Fix: Apply a margin factor K for temperature/tolerance and validate at corners instead of relying on a single nominal calculation.
Pass criteria: Meets X/Y/Z/N/M placeholders across worst-case Qg and VDD corners (no performance collapse after soak).
Strong sink fixes false turn-on but increases undershoot—what to check first?
Likely cause: Higher discharge di/dt amplifies Lloop-induced negative swing, and poor probing can exaggerate undershoot.
Quick check: Confirm undershoot at Kelvin VGS with controlled bandwidth and verify the return path is not shared.

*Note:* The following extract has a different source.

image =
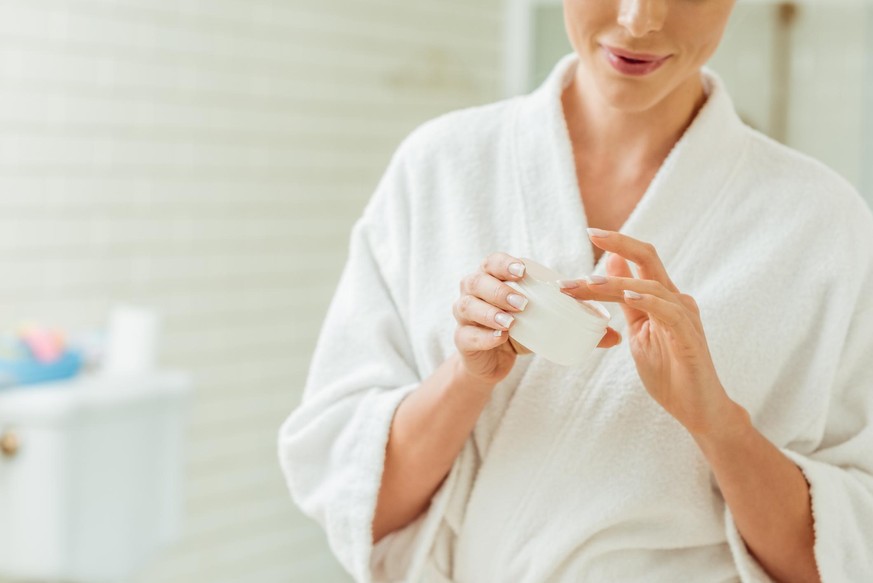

Fix: Add damping on turn-off (small Rg_off increase or damping element) while keeping false turn-on margin intact.
Pass criteria: No undershoot below −Z V and false turn-on event rate ≤ N per 1k cycles (placeholders).
Driver runs hot when switching fast—peak vs average current misunderstanding?
Likely cause: Higher switching frequency and repeated charge/discharge increase average output-stage loss even if Ipk is “allowed.”
Quick check: Measure driver supply current versus frequency and compare temperature rise after a steady-state soak.
Fix: Reduce unnecessary edge aggressiveness (target the needed tr/tf only) or move to a driver with lower dynamic loss at the same Ireq.
Pass criteria: Driver case temperature ≤ Y °C and supply current ≤ X mA at the defined operating frequency (placeholders).